Key points for our sector:
- New measures to speed up planning process to be announced
- Stamp duty threshold raised to £250,000 – supporting housebuilders through a growing market
- Increase in National Insurance reversed benefiting businesses and individuals
- Low-tax zones set up across the UK
Dash for growth
In a dash for growth, her chancellor has announced a reversal of the increase in corporation tax (to lure in international corporations post-Brexit), incentives in investment zones and a cut in stamp duty, increasing the threshold to £250k (to support the house-building industry through a growing market, who’s profit margins have been squeezed thanks to inflation and staff shortages). The hope is this extra profit, and the tax savings will morph into much higher capital investment. Though the unlimited bonuses for city bankers is more likely to turn into magnums of Cristal.
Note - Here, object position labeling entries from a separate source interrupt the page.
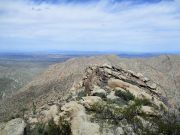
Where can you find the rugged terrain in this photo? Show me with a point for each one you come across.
(84, 90)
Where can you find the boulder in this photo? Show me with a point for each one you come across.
(151, 85)
(119, 131)
(80, 124)
(97, 91)
(14, 127)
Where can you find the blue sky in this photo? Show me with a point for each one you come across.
(90, 25)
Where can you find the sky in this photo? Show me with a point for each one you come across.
(137, 26)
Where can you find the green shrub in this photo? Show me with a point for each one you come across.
(81, 94)
(142, 102)
(52, 128)
(64, 127)
(125, 95)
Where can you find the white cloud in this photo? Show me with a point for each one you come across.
(96, 24)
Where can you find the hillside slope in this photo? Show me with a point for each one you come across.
(55, 84)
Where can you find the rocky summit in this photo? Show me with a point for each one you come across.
(95, 96)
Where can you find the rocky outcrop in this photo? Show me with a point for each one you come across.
(13, 127)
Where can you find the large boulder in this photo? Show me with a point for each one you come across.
(14, 127)
(89, 101)
(80, 124)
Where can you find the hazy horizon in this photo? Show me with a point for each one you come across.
(128, 26)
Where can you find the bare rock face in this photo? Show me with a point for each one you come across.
(14, 127)
(80, 124)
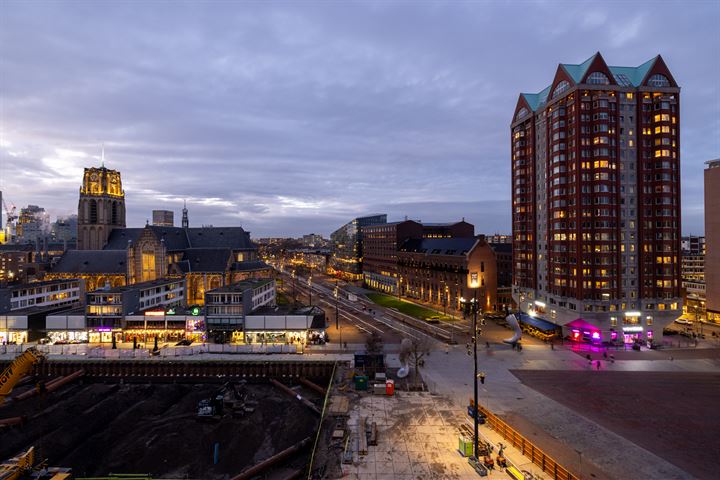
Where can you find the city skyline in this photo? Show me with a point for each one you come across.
(290, 119)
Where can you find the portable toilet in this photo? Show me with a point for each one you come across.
(360, 382)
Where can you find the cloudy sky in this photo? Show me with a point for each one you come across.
(293, 117)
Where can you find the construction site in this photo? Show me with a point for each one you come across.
(208, 419)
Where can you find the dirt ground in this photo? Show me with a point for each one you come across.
(672, 414)
(151, 428)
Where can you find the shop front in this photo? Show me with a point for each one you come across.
(195, 329)
(60, 337)
(13, 329)
(634, 334)
(67, 327)
(146, 328)
(104, 335)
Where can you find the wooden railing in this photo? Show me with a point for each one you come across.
(527, 448)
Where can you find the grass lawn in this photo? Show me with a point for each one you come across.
(281, 299)
(407, 308)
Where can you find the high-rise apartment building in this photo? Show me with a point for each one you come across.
(596, 200)
(712, 240)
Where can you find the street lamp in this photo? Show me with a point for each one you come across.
(337, 313)
(474, 283)
(310, 288)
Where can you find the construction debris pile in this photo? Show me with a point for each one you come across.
(159, 429)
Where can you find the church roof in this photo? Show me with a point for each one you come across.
(205, 260)
(177, 238)
(92, 261)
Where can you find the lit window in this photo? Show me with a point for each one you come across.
(658, 80)
(561, 87)
(598, 78)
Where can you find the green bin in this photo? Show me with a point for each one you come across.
(361, 382)
(465, 446)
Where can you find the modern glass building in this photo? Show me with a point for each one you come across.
(347, 246)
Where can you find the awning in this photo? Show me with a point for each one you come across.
(538, 323)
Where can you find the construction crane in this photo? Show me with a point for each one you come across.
(10, 211)
(16, 467)
(20, 367)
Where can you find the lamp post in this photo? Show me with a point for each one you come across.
(310, 288)
(337, 312)
(474, 283)
(475, 334)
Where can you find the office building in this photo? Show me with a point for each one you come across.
(712, 240)
(226, 308)
(596, 201)
(33, 224)
(382, 242)
(24, 307)
(693, 285)
(163, 218)
(65, 229)
(347, 246)
(438, 270)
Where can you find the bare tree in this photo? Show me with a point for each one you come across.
(417, 350)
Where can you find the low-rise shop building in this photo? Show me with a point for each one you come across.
(107, 309)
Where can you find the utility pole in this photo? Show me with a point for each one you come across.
(310, 288)
(337, 312)
(477, 409)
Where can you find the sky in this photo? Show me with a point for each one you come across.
(294, 117)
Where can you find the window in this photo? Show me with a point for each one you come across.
(658, 80)
(561, 87)
(598, 78)
(148, 265)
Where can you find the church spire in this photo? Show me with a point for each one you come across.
(185, 223)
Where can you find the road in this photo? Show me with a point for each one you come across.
(359, 318)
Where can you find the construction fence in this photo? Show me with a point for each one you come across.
(536, 455)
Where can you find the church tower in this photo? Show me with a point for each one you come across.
(101, 207)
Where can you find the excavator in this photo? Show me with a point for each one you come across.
(20, 367)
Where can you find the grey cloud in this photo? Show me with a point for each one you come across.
(297, 116)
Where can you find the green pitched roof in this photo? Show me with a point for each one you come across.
(634, 74)
(625, 76)
(577, 72)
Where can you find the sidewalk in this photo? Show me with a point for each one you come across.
(540, 418)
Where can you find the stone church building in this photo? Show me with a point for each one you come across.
(110, 254)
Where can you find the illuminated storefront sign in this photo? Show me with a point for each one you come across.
(632, 329)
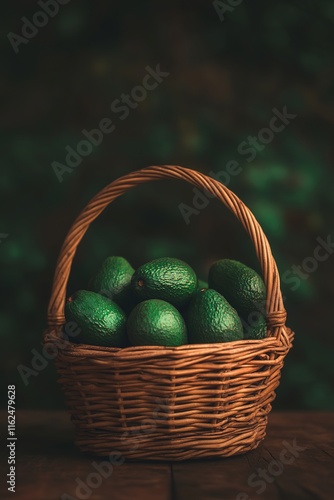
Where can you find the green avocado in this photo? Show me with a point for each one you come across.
(210, 318)
(101, 321)
(166, 279)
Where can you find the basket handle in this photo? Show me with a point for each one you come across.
(276, 314)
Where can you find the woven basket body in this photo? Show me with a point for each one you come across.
(174, 403)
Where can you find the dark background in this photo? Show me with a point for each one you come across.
(225, 77)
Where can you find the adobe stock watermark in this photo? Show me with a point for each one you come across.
(294, 276)
(40, 360)
(222, 7)
(121, 107)
(30, 28)
(262, 477)
(131, 439)
(250, 147)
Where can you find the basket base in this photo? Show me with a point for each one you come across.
(174, 448)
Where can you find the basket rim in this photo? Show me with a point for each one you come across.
(275, 310)
(53, 336)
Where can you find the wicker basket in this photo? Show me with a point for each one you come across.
(170, 403)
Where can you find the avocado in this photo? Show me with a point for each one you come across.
(210, 318)
(102, 322)
(113, 280)
(156, 322)
(166, 279)
(242, 287)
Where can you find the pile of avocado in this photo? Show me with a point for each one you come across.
(163, 303)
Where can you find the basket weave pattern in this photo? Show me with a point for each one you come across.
(170, 403)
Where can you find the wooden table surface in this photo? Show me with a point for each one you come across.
(296, 460)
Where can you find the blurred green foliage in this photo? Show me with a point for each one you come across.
(225, 79)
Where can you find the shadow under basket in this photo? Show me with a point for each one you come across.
(170, 403)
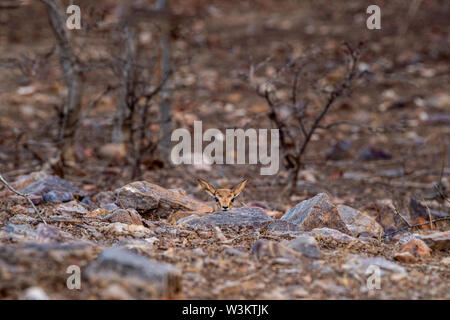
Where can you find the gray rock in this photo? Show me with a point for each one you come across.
(235, 252)
(25, 265)
(110, 206)
(283, 226)
(50, 234)
(273, 250)
(332, 234)
(183, 220)
(360, 265)
(146, 197)
(17, 233)
(56, 196)
(129, 216)
(71, 208)
(21, 219)
(307, 245)
(358, 222)
(50, 183)
(239, 217)
(35, 293)
(140, 276)
(437, 240)
(316, 212)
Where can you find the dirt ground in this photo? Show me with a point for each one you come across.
(402, 108)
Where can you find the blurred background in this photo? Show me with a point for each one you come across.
(97, 105)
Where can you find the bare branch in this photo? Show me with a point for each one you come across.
(23, 195)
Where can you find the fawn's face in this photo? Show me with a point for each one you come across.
(224, 197)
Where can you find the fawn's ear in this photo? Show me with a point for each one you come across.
(238, 189)
(207, 187)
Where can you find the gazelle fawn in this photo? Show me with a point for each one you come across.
(224, 197)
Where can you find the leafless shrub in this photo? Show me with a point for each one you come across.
(308, 83)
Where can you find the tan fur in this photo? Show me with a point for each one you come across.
(224, 197)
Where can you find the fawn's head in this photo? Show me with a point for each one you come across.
(224, 197)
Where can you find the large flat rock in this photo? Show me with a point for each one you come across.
(147, 197)
(139, 276)
(358, 222)
(240, 217)
(317, 212)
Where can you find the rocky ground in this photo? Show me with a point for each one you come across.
(364, 181)
(126, 249)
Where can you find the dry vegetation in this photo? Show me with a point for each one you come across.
(364, 116)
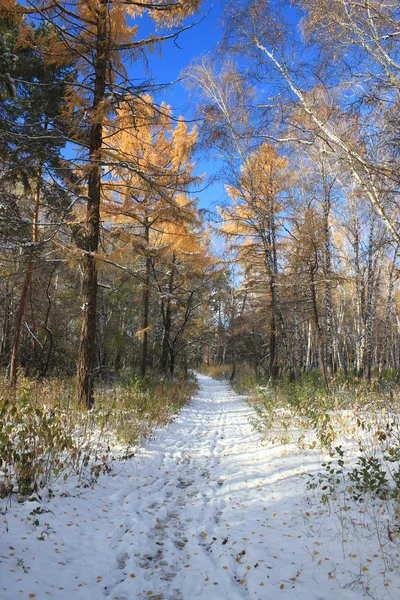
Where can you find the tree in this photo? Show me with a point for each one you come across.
(98, 37)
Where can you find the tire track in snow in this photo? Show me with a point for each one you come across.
(182, 475)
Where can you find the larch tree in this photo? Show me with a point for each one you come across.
(99, 37)
(147, 191)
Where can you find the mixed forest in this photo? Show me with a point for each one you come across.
(135, 281)
(110, 272)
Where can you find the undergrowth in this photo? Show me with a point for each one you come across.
(355, 427)
(46, 436)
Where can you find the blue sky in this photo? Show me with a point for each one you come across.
(167, 68)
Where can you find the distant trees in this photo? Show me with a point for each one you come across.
(76, 52)
(319, 90)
For the built environment, lower stamp duty is likely to lead to a strengthening of the housing market, when many (admittedly wrongly) have for some time been expecting to slow-down. Though many in London and the South East would have been looking for reductions in the higher tiers of the tax, the 10% and 12% rates hit this area disproportionally.
Radical planning reform?
Many housebuilders will be equally watching what happens to the Levelling Up and Regeneration Bill, which had its committee stage extended. Kwarteng’s announcement of a new Planning Bill to remove restrictions and streamline planning processes is definitely of interest. Some of this was part of the Levelling Up Bill, does this new bill sound the death knell for that?
More money for businesses and individuals
The new increase in National Insurance came into force in April, 1.25% across the board. In July the point at which people started to pay National Insurance was raised in line with Income Tax. Now, from 6 November, the 1.25% is reversed. This benefits businesses as well as taxpayers. Truss has said she is prepared to be unpopular in order to grow the British economy and admits her tax cuts will disproportionally benefit the rich during the cost-of-living crisis. This is evident in the scrapping of the additional rate Income Tax, the 45% rate for the highest earners is going. She promised to be a tax-cutting PM during the leadership election, and today she’s pushing that agenda through.
A risky gamble?
The biggest risk raised by economists and think tanks, such as the Institute for Fiscal Studies, is that the hundreds of billions of pounds spent over the next 2 years won’t create an economy growing fast enough to fill the funding gap. The Bank of England is reigning in its asset purchasing. If markets are spooked, the cost of borrowing will climb and deficits of £100 billion per year could become unsustainable. Rates for government borrowing have already increased today since the Chancellor’s statement to around 4%.
It’s a gamble, and Liz Truss is placing all her chips on one big bet. The government has returned to the heady days of Thatcherite tax-cutting policies, very popular with the Conservative membership. She’s going for broke for the next election, putting more money into the pockets of workers and businesses. These are going to be interesting times.